#define SMARTCOPY memcpy(destination, source, 65536)
main()
{
char source[65536], destination[65536];
int i, j;
for (j = 0; j < 100; j++)
SMARTCOPY;
}
% cc -O cache.c
% time a.out
1.0 seconds user time
# change to DUMBCOPY and recompile
% time a.out
7.0 seconds user time
Compile and time the run of the above program two different ways, first as it is, and then
with the macro call changed to DUMBCOPY. We measured this on a SPARCstation 2, and
there was a consistent large performance degradation with the dumb copy.
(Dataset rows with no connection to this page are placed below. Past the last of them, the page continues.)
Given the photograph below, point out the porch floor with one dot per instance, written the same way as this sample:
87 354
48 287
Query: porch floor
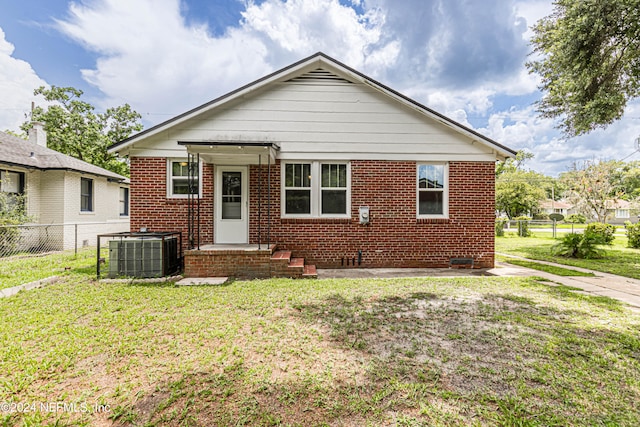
244 261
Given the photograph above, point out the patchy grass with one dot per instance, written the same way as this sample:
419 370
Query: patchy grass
19 270
558 271
619 259
407 352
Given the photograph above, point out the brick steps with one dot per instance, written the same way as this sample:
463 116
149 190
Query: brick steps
284 265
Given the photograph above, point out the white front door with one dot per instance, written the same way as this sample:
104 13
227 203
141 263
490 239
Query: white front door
231 205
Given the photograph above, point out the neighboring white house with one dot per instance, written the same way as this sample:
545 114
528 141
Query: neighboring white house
61 189
619 211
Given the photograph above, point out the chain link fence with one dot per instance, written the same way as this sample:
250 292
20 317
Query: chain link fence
44 238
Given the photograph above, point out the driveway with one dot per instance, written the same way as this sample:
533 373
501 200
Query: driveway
624 289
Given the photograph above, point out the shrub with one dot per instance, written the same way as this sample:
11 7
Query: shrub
603 233
12 213
500 223
633 234
523 226
576 219
576 245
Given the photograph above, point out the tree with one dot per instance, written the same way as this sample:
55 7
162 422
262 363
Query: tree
631 180
589 62
592 186
73 128
512 164
519 192
13 212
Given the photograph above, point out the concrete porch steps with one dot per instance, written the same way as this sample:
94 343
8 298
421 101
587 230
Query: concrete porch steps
284 265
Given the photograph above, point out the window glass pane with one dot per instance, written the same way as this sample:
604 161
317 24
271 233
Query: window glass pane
431 176
298 201
124 201
297 175
334 175
231 195
180 186
86 195
430 203
181 169
334 201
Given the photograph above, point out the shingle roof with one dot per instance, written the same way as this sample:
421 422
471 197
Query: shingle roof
16 151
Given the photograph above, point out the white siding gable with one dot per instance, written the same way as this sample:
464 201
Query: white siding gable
320 115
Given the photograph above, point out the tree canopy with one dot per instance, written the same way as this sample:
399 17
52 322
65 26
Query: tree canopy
519 192
75 129
593 186
589 62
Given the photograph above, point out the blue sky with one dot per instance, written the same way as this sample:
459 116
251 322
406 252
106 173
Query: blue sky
462 58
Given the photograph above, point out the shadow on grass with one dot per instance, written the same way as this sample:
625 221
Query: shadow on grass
427 359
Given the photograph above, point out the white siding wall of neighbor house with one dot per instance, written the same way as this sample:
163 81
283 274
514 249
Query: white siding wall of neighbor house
314 120
105 217
51 200
32 190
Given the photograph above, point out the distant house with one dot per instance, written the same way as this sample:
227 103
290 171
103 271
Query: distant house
619 211
61 189
316 161
556 206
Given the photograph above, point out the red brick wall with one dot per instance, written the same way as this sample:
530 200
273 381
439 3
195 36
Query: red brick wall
151 208
394 238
The slowdown happens because the source and destination are an exact multiple of the
cache size apart. Cache lines on the SS2 aren't filled sequentially—the particular algorithm
used happens to fill the same line for main memory addresses that are exact multiples of the
cache size apart. This arises from optimized storage of tags—only the high-order bits of
each address are put in the tag in this design.
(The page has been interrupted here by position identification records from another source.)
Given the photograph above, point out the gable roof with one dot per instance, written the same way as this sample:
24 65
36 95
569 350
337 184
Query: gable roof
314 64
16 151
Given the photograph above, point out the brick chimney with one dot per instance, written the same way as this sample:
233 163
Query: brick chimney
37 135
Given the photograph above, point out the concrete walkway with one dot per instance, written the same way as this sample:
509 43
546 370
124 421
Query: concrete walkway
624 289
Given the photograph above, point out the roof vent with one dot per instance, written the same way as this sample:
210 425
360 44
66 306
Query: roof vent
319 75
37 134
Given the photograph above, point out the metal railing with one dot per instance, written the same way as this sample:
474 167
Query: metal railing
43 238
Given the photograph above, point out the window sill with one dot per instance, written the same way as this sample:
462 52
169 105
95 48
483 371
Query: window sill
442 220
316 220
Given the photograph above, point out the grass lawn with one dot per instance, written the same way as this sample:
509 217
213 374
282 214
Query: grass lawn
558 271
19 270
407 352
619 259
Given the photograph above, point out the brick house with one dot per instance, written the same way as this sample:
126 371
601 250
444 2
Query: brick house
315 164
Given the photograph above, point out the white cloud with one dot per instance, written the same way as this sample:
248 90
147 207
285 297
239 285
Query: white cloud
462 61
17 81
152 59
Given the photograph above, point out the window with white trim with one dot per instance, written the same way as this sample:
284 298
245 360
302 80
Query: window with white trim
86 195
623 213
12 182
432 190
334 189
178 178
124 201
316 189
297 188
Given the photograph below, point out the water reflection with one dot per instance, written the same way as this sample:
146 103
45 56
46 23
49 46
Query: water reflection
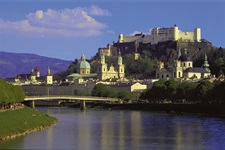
121 130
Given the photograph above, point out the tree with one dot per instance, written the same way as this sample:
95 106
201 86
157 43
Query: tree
100 90
218 95
186 91
171 89
203 91
124 94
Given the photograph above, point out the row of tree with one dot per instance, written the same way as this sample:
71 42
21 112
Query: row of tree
171 90
102 90
10 93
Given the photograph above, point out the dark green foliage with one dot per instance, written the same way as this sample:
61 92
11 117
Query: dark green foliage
203 91
124 94
10 93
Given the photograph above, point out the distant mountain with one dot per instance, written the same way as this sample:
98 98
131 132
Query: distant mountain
12 64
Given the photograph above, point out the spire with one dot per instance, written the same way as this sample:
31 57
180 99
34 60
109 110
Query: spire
83 57
102 58
206 64
120 59
49 71
179 52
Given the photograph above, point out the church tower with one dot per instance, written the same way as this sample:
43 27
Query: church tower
121 70
178 70
102 68
206 64
49 77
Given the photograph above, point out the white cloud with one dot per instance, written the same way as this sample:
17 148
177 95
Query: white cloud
96 11
68 23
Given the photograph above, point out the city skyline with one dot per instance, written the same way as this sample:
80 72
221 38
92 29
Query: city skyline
66 30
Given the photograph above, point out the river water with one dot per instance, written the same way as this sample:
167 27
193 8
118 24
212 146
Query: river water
124 130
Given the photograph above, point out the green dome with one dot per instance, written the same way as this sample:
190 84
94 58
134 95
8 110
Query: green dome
83 65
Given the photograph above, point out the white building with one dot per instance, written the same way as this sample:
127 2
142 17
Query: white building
162 35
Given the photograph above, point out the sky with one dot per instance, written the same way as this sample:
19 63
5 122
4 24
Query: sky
66 29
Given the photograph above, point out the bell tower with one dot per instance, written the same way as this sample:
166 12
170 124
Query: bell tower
121 71
49 77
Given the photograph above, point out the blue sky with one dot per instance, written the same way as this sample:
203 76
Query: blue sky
67 28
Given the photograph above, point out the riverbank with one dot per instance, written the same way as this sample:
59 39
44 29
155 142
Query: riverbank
208 109
23 121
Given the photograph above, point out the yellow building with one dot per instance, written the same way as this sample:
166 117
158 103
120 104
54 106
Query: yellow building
183 69
117 72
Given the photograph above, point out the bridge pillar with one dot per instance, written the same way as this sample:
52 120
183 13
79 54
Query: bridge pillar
82 105
32 104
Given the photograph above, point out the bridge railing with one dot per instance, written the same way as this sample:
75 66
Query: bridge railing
69 96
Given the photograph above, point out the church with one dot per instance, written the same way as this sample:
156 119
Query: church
103 71
118 72
183 69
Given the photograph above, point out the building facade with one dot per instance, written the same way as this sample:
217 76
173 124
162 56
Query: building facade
183 69
103 73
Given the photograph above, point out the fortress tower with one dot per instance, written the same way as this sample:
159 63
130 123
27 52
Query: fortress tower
49 77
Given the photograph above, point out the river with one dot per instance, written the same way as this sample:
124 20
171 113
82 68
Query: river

All machines that use a cache (including supercomputers, modern PC's, and everything in
between) are subject to performance hits from pathological cases like this one. Your
mileage will vary on different machines and different cache implementations.
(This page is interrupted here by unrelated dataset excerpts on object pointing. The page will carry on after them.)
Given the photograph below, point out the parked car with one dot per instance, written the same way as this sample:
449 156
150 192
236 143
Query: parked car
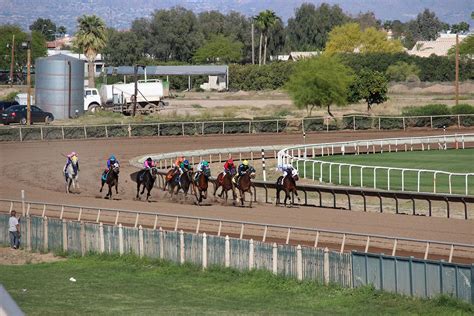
17 114
6 104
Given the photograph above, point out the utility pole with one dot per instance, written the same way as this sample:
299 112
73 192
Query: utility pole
253 44
13 61
457 69
28 82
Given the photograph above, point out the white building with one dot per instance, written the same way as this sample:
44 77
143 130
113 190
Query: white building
439 47
99 63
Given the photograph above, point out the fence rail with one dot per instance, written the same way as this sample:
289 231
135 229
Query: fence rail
335 239
415 277
304 158
350 122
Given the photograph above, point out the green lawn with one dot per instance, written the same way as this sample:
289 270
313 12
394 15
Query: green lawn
128 285
460 161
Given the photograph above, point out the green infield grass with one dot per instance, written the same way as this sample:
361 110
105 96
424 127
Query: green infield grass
456 161
128 285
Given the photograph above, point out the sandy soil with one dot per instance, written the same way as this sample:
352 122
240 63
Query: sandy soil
36 168
10 256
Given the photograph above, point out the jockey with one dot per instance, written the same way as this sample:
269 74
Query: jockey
203 165
110 162
70 158
243 167
149 163
287 169
229 166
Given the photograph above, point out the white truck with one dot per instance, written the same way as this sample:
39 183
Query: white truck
120 97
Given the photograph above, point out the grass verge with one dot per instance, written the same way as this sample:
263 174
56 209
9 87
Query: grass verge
129 285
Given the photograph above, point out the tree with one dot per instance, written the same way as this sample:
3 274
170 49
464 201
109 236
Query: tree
370 86
462 27
123 48
62 30
425 27
309 29
403 71
349 38
219 49
38 47
265 21
91 39
45 27
368 19
169 34
319 82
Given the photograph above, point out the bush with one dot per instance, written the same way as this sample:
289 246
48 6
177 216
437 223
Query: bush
467 121
253 77
362 122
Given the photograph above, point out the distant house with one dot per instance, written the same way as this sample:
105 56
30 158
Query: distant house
294 56
99 62
438 47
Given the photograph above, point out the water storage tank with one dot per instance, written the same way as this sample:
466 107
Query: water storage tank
59 85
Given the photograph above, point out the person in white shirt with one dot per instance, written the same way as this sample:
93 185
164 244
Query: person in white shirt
14 229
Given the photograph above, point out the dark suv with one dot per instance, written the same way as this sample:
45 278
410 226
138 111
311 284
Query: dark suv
17 114
6 104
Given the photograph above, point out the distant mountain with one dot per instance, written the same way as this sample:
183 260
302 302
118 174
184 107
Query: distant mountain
120 13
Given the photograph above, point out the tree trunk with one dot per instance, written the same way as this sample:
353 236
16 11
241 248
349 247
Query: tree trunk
91 74
265 50
329 111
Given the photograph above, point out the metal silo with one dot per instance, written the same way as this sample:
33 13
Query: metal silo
59 85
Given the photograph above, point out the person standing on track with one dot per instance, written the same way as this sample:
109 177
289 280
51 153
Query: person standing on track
14 230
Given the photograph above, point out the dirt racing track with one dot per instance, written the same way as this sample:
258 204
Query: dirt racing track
36 167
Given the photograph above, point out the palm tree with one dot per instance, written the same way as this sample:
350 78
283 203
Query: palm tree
265 21
90 39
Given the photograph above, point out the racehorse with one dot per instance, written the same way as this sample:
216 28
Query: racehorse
245 184
146 178
111 178
72 175
288 186
201 183
184 182
226 183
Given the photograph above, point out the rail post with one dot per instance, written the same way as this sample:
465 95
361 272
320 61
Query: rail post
23 202
227 252
326 266
275 259
181 246
64 223
204 251
299 263
101 238
45 234
251 255
120 239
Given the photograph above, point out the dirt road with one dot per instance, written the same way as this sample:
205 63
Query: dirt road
36 167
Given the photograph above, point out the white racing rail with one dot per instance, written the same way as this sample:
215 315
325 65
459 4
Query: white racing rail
339 239
303 157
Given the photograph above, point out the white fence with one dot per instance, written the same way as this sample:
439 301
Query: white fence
303 158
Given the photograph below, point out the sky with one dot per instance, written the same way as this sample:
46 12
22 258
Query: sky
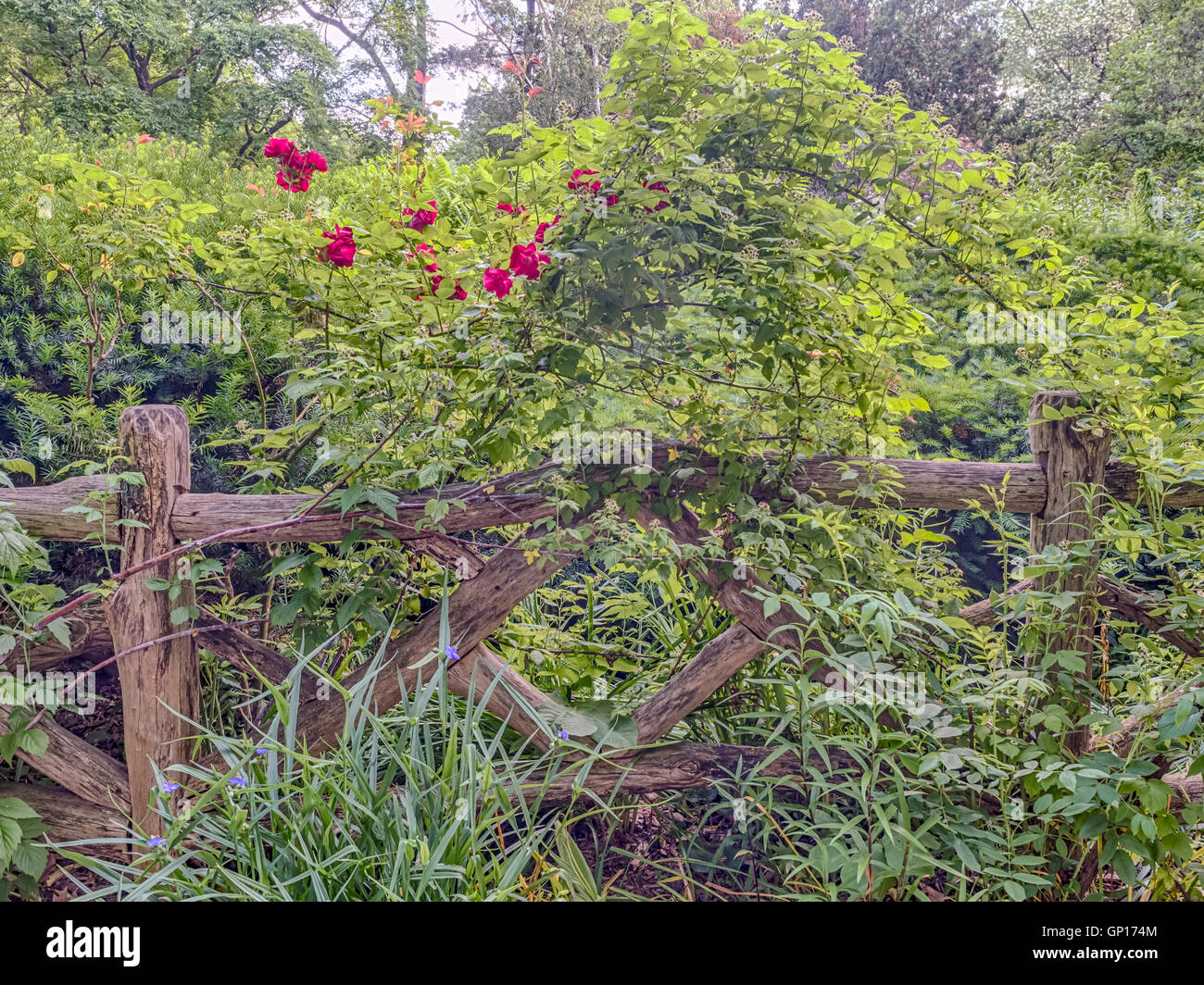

In this particular case both the source and destination use the same cache line, causing every
memory reference to miss the cache and stall the processor while it waited for regular
memory to deliver. The library memcpy() routine is especially tuned for high performance.
It unrolls the loop to read for one cache line and then write, which avoids the problem.
Using the smart copy, we were able to get a huge performance improvement. This also
shows the folly of drawing conclusions from simple-minded benchmark programs.
The Data Segment and Heap
We have covered the background on system-related memory issues, so it's time to revisit the layout of
memory inside an individual process. Now that you know the system issues, the process issues will
start making a lot more sense. Specifically, we'll begin by taking a closer look at the data segment
within a process.
Just as the stack segment grows dynamically on demand, so the data segment contains an object that
can do this, namely, the heap, shown in Figure 7-5. The heap area is for dynamically allocated storage,
that is, storage obtained through malloc (memory allocate) and accessed through a pointer.